According to the Köppen climate classification system, Emblem has a cold desert climate, abbreviated "BWk" on climate maps. The hottest temperature recorded in Emblem was 109 °F on June 30, 2007, while the coldest temperature recorded was -37 °F on December 31, 1978.

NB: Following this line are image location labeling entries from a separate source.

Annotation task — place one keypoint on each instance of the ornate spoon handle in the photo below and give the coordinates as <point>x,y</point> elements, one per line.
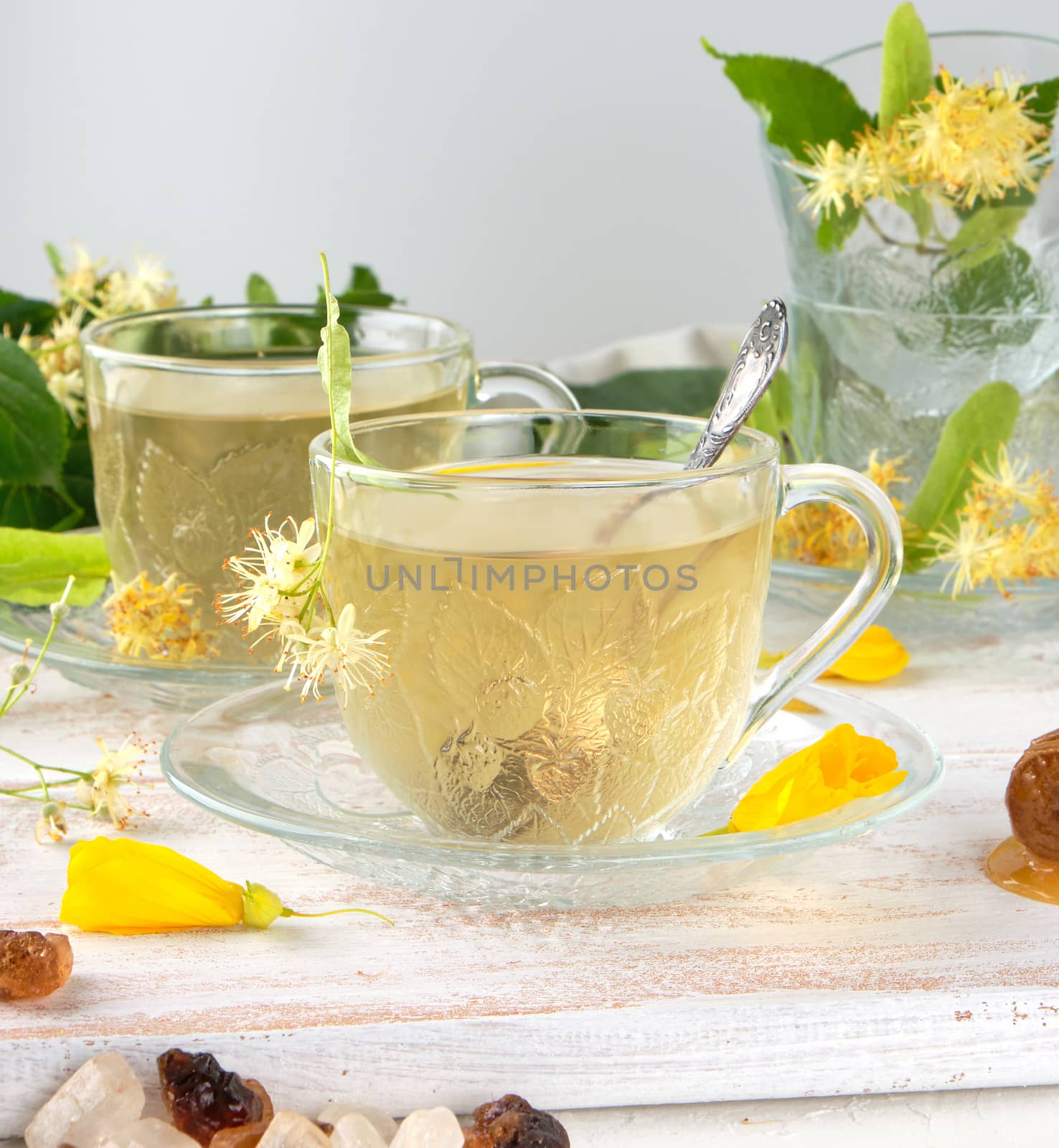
<point>755,367</point>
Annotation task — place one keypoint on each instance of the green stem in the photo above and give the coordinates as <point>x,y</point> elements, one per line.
<point>921,248</point>
<point>15,695</point>
<point>332,913</point>
<point>91,308</point>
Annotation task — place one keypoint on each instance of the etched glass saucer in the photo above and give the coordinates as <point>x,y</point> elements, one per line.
<point>83,652</point>
<point>265,761</point>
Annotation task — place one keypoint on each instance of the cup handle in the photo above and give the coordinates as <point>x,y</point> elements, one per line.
<point>535,385</point>
<point>877,517</point>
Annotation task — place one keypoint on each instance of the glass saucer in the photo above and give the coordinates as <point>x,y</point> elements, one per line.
<point>83,652</point>
<point>269,763</point>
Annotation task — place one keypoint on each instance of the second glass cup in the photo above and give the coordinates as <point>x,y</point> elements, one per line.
<point>200,420</point>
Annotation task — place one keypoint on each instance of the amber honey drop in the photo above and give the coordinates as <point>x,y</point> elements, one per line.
<point>1013,867</point>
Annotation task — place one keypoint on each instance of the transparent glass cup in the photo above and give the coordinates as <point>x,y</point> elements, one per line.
<point>573,623</point>
<point>200,419</point>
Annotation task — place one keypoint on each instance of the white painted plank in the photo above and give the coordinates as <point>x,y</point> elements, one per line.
<point>883,964</point>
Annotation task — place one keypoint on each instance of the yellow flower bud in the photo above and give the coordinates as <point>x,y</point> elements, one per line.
<point>123,887</point>
<point>261,906</point>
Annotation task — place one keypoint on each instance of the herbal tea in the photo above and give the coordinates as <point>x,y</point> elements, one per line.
<point>547,687</point>
<point>177,493</point>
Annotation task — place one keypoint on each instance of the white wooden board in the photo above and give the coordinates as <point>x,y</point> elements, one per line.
<point>887,964</point>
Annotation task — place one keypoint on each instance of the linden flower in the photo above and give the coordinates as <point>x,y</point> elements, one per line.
<point>129,888</point>
<point>278,575</point>
<point>114,769</point>
<point>153,619</point>
<point>827,174</point>
<point>52,824</point>
<point>839,768</point>
<point>151,288</point>
<point>967,144</point>
<point>349,656</point>
<point>822,534</point>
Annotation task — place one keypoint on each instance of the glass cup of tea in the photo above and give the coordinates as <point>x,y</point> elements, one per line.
<point>200,420</point>
<point>573,620</point>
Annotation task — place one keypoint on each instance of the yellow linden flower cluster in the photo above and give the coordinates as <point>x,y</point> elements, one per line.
<point>281,589</point>
<point>1009,530</point>
<point>961,144</point>
<point>154,619</point>
<point>89,290</point>
<point>822,534</point>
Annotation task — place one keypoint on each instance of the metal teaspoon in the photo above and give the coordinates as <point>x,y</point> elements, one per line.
<point>755,367</point>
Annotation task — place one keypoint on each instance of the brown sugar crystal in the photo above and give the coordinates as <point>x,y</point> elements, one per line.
<point>514,1123</point>
<point>1032,797</point>
<point>202,1098</point>
<point>32,964</point>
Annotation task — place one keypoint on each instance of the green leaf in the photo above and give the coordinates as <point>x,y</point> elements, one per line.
<point>982,235</point>
<point>908,66</point>
<point>918,206</point>
<point>32,425</point>
<point>667,390</point>
<point>1042,99</point>
<point>17,311</point>
<point>973,433</point>
<point>336,367</point>
<point>34,566</point>
<point>260,291</point>
<point>362,290</point>
<point>38,508</point>
<point>77,476</point>
<point>800,103</point>
<point>835,230</point>
<point>1004,283</point>
<point>52,252</point>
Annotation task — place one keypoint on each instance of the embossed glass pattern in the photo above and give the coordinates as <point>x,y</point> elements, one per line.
<point>571,662</point>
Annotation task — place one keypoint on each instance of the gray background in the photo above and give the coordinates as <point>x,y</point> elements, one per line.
<point>555,175</point>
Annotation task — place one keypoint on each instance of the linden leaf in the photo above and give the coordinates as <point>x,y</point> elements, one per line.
<point>800,103</point>
<point>973,433</point>
<point>334,361</point>
<point>908,67</point>
<point>260,291</point>
<point>834,230</point>
<point>981,235</point>
<point>36,564</point>
<point>32,425</point>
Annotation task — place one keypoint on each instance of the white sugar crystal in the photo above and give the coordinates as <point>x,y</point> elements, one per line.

Climate data for Emblem, Wyoming, 1991–2020 normals, extremes 1911–present
| Month | Jan | Feb | Mar | Apr | May | Jun | Jul | Aug | Sep | Oct | Nov | Dec | Year |
| Record high °F (°C) | 62 (17) | 69 (21) | 79 (26) | 89 (32) | 97 (36) | 109 (43) | 105 (41) | 103 (39) | 97 (36) | 88 (31) | 72 (22) | 68 (20) | 109 (43) |
| Mean maximum °F (°C) | 48.9 (9.4) | 53.8 (12.1) | 68.9 (20.5) | 78.3 (25.7) | 85.9 (29.9) | 93.6 (34.2) | 97.2 (36.2) | 95.7 (35.4) | 90.4 (32.4) | 78.7 (25.9) | 62.8 (17.1) | 51.9 (11.1) | 98.4 (36.9) |
| Mean daily maximum °F (°C) | 30.8 (−0.7) | 35.4 (1.9) | 49.5 (9.7) | 58.5 (14.7) | 67.7 (19.8) | 77.6 (25.3) | 85.9 (29.9) | 84.0 (28.9) | 73.7 (23.2) | 58.3 (14.6) | 43.1 (6.2) | 31.8 (−0.1) | 58.0 (14.4) |
| Daily mean °F (°C) | 19.6 (−6.9) | 24.1 (−4.4) | 36.4 (2.4) | 45.0 (7.2) | 54.5 (12.5) | 63.5 (17.5) | 70.6 (21.4) | 68.3 (20.2) | 58.8 (14.9) | 45.3 (7.4) | 31.4 (−0.3) | 20.9 (−6.2) | 44.9 (7.1) |
| Mean daily minimum °F (°C) | 8.5 (−13.1) | 12.7 (−10.7) | 23.3 (−4.8) | 31.5 (−0.3) | 41.2 (5.1) | 49.4 (9.7) | 55.2 (12.9) | 52.7 (11.5) | 44.0 (6.7) | 32.3 (0.2) | 19.7 (−6.8) | 9.9 (−12.3) | 31.7 (−0.2) |
| Mean minimum °F (°C) | −13.2 (−25.1) | −7.4 (−21.9) | 5.4 (−14.8) | 18.1 (−7.7) | 27.6 (−2.4) | 38.2 (3.4) | 46.1 (7.8) | 42.1 (5.6) | 31.1 (−0.5) | 15.9 (−8.9) | −1.0 (−18.3) | −8.5 (−22.5) | −19.1 (−28.4) |
| Record low °F (°C) | −35 (−37) | −34 (−37) | −19 (−28) | 5 (−15) | 18 (−8) | 31 (−1) | 34 (1) | 30 (−1) | 16 (−9) | −10 (−23) | −28 (−33) | −37 (−38) | −37 (−38) |
| Average precipitation inches (mm) | 0.24 (6.1) | 0.26 (6.6) | 0.36 (9.1) | 0.83 (21) | 1.41 (36) | 1.31 (33) | 0.63 (16) | 0.42 (11) | 1.00 (25) | 0.76 (19) | 0.29 (7.4) | 0.22 (5.6) | 7.73 (195.8) |
| Average snowfall inches (cm) | 2.8 (7.1) | 3.1 (7.9) | 1.2 (3.0) | 2.0 (5.1) | 0.2 (0.51) | 0.0 (0.0) | 0.0 (0.0) | 0.0 (0.0) | 0.0 (0.0) | 1.2 (3.0) | 2.5 (6.4) | 3.3 (8.4) | 16.3 (41.41) |
| Average precipitation days (≥ 0.01 in) | 2.8 | 2.7 | 3.3 | 5.4 | 7.3 | 7.5 | 4.6 | 4.7 | 4.4 | 3.9 | 3.2 | 2.9 | 52.7 |
| Average snowy days (≥ 0.1 in) | 1.5 | 1.3 | 0.6 | 1.1 | 0.5 | 0.0 | 0.0 | 0.0 | 0.0 | 0.5 | 1.5 | 1.3 | 8.3 |
Source 1: NOAA
Source 2: National Weather Service

==Education==
Public education in the community of Emblem is provided by Big Horn County School District #3. The district has three campuses – Greybull Elementary School (grades K-5), Greybull Middle School (6-8), and Greybull High School (9-12).